Prague, 6 October 2005 (RFE/RL) -- Election officials in Afghanistan have begun releasing provisional results for the September 18 parliamentary elections. The results are being announced in phases -- with the vote count in just two provinces announced today.
Aleem Siddique, a spokesman for the Afghan-UN Joint Electoral Management Body, or JEMB, tells RFE/RL that vote-counting is now complete for all of Afghanistan -- with the exception of ballots boxes from about 1,000 polling stations that have been quarantined for investigation of suspected electoral fraud.

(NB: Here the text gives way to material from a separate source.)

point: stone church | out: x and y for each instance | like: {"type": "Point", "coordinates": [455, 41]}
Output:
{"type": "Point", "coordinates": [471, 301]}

"With the count completed, we have just announced the provisional results for Nimroz Province and Farah Province -- both in the south of the country," Siddique said. "We expect to be able to announce all provisional results [for all 34 Afghan provinces] within the next seven days. For each province, there will be a five-day period for people to challenge that result. If no complaints are received, then the provisional result will be certified by the UN-Afghan electoral body."

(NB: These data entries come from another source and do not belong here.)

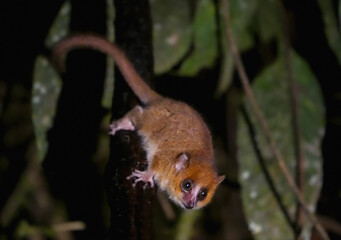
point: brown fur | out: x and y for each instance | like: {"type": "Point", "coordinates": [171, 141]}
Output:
{"type": "Point", "coordinates": [168, 128]}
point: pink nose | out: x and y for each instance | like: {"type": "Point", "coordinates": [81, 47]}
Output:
{"type": "Point", "coordinates": [189, 205]}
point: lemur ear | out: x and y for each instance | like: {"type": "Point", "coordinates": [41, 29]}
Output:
{"type": "Point", "coordinates": [182, 162]}
{"type": "Point", "coordinates": [221, 178]}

The results announced today reflect races for the 249-seat lower house of parliament -- showing leading candidates for two seats from Nimroz Province and five seats from Farah Province. One seat in each of those provinces is reserved for the leading woman candidate.

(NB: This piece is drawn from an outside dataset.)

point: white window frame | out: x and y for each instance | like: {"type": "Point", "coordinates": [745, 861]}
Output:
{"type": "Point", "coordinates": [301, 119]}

The results also show the leaders in nine provincial council races from each of those two provinces. The provincial councils will help determine the membership of the upper chamber of the Afghan parliament.
Siddique told RFE/RL that election officials hope all results will be finalized by 22 October. But he said the process could take until the end of the month -- depending, to a large extent, on official challenges of the provisional results.
"We have quarantined a number of ballot boxes from polling stations across Afghanistan because of irregularities," Siddique said. "These are all localized incidents. There is no evidence that there has been any attempt at countrywide vote-tampering or fraud -- which is encouraging. The JEMB has so far decided to exclude 299 polling stations countrywide from the count where there is clear evidence that the vote has been tampered with."
Siddique said Kabul's western district of Paghman is one area where there have been serious allegations of fraud on election day.
"Polling stations in the Paghman district of Kabul were quarantined due to allegations and visual indications of fraud," Siddique said. "After investigation, the JEMB has decided to exclude 62 of the polling stations from that particular district where there has been clear evidence of fraud. Thirty-two regular [polling] stations and 24 nomad stations were included in the count, however, where there was insufficient evidence of fraud."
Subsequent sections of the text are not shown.